At the end of the 1980s, he was one of the co-founders of the Gerulata association and the European Cultural Club, of which he became vice president. In the same period, he founded the music group Transmusic Comp, whose first performance took place at the Gerulata archaeological site in Bratislava - Rusovce. With Michal Murin and Peter Machajdík, he founded the Society for Unconventional Music SNEH in the early 1990s, of which he was the president, and together with Július Koller and Peter Rónai, the visual art group Nová szávesťť and Flux Gallery. In this period, he also initiated the creation of an album for the Holy Father John Paul II and the exhibition of Scores by John Cage in the Slovak National Gallery in Bratislava.
In the second half of the 1990s, he was one of the active members of the Free Art Association ROZETA, which united visual arts, architecture, literature, music and theater. And it was during this period that our life paths crossed.
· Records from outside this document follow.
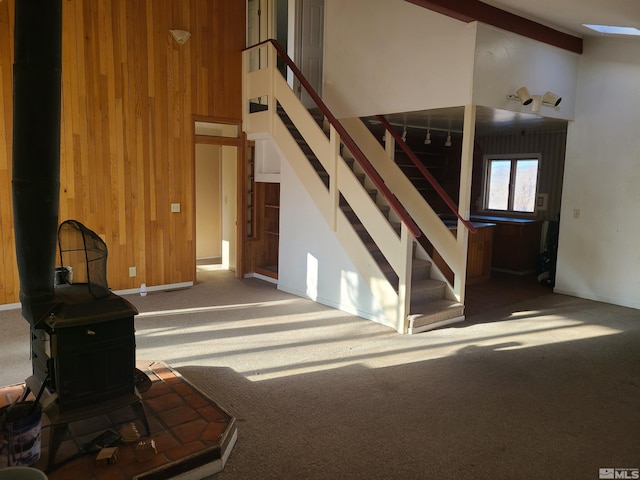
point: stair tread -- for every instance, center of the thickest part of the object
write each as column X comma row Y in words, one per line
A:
column 426, row 284
column 429, row 315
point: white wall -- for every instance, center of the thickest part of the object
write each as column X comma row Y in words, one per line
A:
column 389, row 56
column 599, row 257
column 505, row 61
column 312, row 264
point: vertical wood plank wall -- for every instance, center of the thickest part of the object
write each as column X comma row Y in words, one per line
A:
column 129, row 94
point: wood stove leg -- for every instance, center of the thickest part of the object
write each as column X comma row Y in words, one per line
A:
column 56, row 436
column 138, row 409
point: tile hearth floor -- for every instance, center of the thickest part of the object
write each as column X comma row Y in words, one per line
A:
column 193, row 435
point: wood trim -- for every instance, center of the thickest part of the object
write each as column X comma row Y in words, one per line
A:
column 475, row 10
column 217, row 140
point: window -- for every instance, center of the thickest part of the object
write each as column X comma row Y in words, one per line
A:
column 511, row 183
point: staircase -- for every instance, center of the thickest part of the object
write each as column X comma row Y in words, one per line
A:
column 370, row 206
column 429, row 308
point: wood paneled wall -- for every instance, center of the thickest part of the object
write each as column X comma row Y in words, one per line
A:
column 129, row 97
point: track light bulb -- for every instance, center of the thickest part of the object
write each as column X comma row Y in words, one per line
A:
column 524, row 95
column 551, row 98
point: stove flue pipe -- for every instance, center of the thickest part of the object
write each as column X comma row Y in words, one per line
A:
column 36, row 149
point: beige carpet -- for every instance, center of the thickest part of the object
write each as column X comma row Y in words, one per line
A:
column 545, row 389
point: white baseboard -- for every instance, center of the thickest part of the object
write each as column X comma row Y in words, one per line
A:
column 155, row 288
column 259, row 276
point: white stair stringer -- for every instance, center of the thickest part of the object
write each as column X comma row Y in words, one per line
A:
column 364, row 263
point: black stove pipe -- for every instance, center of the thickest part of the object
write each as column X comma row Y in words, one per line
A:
column 36, row 149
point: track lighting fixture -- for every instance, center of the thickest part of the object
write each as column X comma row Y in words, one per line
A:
column 549, row 99
column 524, row 95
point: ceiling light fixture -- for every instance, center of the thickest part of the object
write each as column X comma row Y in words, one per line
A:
column 523, row 95
column 549, row 99
column 613, row 30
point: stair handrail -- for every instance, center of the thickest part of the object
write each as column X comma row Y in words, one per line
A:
column 426, row 173
column 375, row 177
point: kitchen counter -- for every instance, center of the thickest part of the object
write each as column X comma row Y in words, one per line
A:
column 479, row 252
column 516, row 243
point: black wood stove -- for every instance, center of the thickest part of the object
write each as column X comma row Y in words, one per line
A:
column 83, row 340
column 83, row 347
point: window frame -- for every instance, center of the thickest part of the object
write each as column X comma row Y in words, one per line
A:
column 514, row 158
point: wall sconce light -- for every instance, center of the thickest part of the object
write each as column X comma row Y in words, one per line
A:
column 180, row 36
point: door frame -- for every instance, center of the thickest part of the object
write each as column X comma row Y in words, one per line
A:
column 241, row 143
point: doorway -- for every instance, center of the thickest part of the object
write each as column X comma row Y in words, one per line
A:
column 217, row 160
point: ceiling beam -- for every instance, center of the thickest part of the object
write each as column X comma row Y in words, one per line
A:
column 475, row 10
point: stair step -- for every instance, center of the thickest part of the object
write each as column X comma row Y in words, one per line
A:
column 426, row 290
column 420, row 269
column 434, row 315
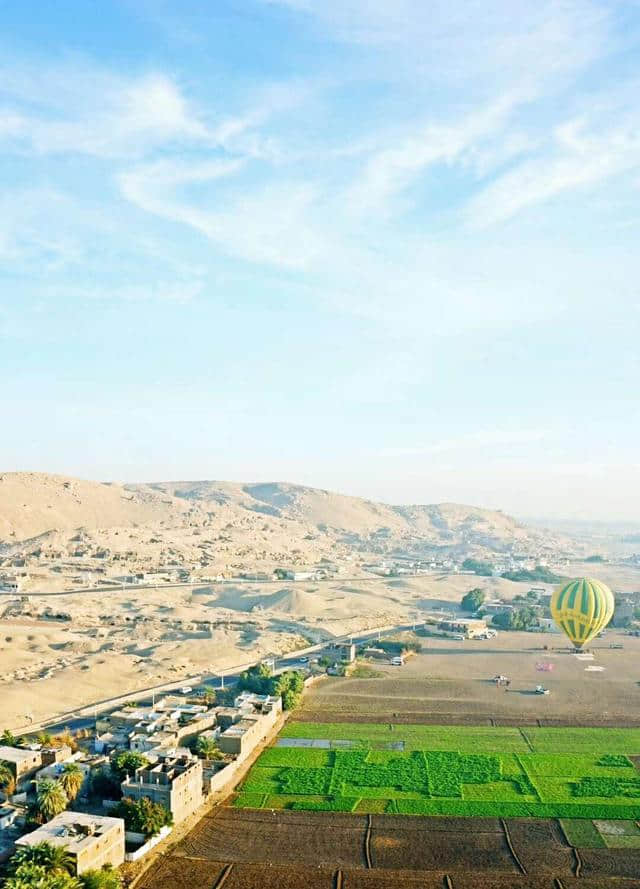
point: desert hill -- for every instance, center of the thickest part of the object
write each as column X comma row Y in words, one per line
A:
column 254, row 522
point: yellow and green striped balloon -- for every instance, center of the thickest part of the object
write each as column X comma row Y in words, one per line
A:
column 582, row 608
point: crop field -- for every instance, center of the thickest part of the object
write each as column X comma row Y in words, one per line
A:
column 568, row 773
column 258, row 849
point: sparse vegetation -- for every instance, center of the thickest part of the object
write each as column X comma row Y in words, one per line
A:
column 143, row 815
column 472, row 600
column 539, row 574
column 482, row 569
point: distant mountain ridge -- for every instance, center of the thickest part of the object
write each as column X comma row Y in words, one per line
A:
column 248, row 514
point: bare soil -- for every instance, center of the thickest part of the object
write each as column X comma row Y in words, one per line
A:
column 450, row 683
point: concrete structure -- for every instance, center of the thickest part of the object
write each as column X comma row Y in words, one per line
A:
column 174, row 782
column 23, row 762
column 469, row 628
column 495, row 606
column 51, row 755
column 92, row 840
column 7, row 816
column 88, row 765
column 255, row 715
column 346, row 651
column 624, row 610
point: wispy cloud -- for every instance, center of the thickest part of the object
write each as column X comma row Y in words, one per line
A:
column 580, row 155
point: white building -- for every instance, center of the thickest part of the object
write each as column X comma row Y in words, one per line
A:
column 92, row 840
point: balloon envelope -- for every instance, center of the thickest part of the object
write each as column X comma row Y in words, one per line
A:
column 582, row 608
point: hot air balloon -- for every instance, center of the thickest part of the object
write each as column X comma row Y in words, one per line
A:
column 582, row 608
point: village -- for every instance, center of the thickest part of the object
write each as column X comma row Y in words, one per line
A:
column 111, row 796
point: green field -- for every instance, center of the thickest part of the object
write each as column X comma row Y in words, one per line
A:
column 448, row 770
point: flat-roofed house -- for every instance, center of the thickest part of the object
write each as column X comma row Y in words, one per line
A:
column 174, row 781
column 22, row 761
column 93, row 841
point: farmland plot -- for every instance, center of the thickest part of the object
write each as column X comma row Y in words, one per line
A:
column 451, row 770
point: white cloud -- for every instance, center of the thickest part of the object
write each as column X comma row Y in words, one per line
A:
column 267, row 224
column 577, row 158
column 120, row 119
column 393, row 169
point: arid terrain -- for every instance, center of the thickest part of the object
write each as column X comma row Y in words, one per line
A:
column 450, row 682
column 246, row 848
column 119, row 588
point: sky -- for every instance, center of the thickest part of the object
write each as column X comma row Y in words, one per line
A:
column 386, row 248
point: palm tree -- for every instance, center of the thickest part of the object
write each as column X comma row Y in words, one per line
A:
column 55, row 859
column 207, row 748
column 66, row 737
column 51, row 798
column 72, row 779
column 7, row 781
column 10, row 740
column 107, row 878
column 36, row 876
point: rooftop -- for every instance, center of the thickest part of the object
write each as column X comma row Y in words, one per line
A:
column 73, row 830
column 17, row 754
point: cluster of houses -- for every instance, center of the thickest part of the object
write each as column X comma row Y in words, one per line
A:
column 172, row 775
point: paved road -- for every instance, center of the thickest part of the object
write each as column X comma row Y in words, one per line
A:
column 215, row 680
column 240, row 581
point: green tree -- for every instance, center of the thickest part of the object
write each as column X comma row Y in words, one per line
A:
column 72, row 779
column 483, row 569
column 256, row 679
column 66, row 739
column 143, row 815
column 517, row 619
column 105, row 785
column 56, row 859
column 107, row 878
column 289, row 686
column 207, row 748
column 50, row 798
column 7, row 781
column 124, row 764
column 472, row 600
column 36, row 876
column 8, row 739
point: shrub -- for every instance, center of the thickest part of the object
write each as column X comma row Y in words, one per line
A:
column 143, row 815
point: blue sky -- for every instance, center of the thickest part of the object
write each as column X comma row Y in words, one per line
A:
column 386, row 248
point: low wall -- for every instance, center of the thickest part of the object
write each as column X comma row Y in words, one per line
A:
column 146, row 847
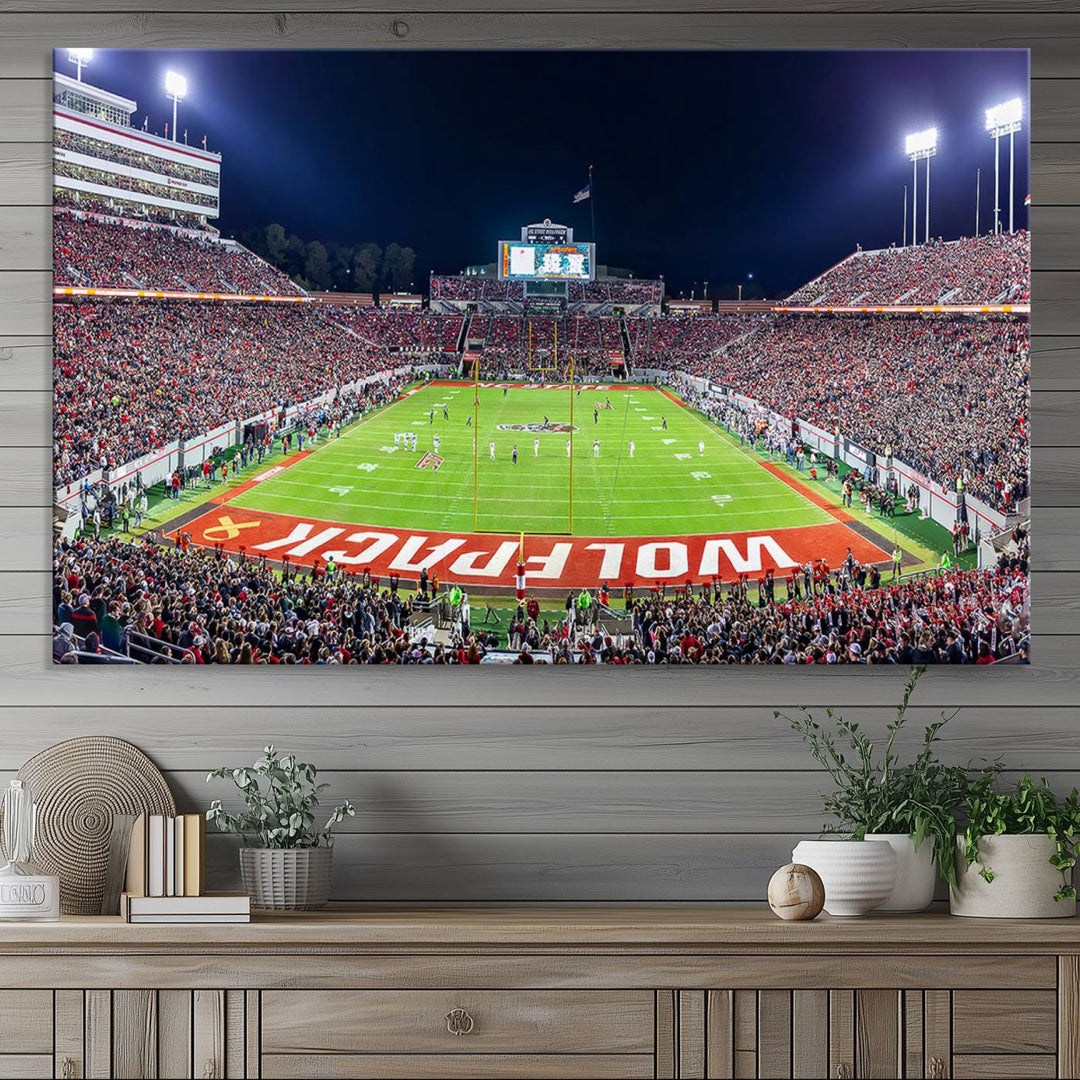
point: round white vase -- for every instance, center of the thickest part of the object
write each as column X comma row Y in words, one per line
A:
column 1024, row 881
column 916, row 873
column 858, row 875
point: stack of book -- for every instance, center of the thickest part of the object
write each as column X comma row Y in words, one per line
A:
column 166, row 875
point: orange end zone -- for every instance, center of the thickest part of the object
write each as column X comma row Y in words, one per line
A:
column 552, row 563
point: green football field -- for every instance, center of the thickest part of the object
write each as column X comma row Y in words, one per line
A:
column 670, row 486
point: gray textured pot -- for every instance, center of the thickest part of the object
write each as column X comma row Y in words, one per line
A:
column 286, row 879
column 1024, row 881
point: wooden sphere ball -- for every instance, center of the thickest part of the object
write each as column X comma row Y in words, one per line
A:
column 796, row 892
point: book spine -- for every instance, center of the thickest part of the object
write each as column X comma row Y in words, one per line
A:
column 170, row 856
column 179, row 860
column 156, row 854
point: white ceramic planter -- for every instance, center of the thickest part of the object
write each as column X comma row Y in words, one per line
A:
column 858, row 875
column 1024, row 881
column 286, row 879
column 916, row 873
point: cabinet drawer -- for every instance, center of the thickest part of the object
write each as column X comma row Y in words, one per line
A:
column 1004, row 1067
column 26, row 1022
column 1004, row 1022
column 416, row 1022
column 458, row 1066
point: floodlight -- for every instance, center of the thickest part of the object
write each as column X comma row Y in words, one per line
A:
column 922, row 142
column 1003, row 119
column 176, row 85
column 1004, row 115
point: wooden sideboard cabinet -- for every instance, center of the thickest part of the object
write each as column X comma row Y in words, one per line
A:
column 554, row 993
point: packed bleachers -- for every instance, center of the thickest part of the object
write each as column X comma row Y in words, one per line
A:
column 78, row 143
column 211, row 609
column 613, row 292
column 139, row 213
column 678, row 339
column 133, row 376
column 90, row 252
column 982, row 270
column 616, row 291
column 946, row 395
column 462, row 288
column 418, row 332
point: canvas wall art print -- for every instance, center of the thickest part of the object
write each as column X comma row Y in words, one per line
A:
column 536, row 358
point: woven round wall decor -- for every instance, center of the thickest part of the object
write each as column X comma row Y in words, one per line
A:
column 78, row 785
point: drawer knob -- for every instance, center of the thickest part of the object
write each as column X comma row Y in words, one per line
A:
column 458, row 1022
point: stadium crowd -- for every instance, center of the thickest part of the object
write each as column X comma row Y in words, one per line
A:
column 613, row 292
column 947, row 396
column 75, row 143
column 470, row 289
column 979, row 270
column 67, row 199
column 400, row 331
column 131, row 376
column 205, row 607
column 137, row 185
column 104, row 254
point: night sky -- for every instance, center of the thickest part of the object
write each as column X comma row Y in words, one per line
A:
column 707, row 164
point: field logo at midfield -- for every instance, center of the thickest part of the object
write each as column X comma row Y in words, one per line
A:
column 539, row 429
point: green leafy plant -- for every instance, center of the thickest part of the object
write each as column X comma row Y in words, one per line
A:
column 874, row 792
column 280, row 797
column 1028, row 808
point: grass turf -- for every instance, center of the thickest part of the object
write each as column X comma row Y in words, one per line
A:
column 669, row 487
And I am really grateful for the fact that fate allowed me to meet this original and sincere person who could talk for hours in an incredibly interesting way, and not only about art. He was often surrounded mainly by young people, which was proof that even at an advanced age, the restless creative child's soul never died in him. During one of our long conversations outside on the street, he admitted to me that professionals have considered him an amateur all his life, and amateurs, on the other hand, consider him a professional. But that didn't bother him at all. He was worried much more than the melody of the sounds of the castle pavement under our feet. And that was Milan. I believe that even up there he continues to constantly discover what remains invisible to the eyes of ordinary mortals.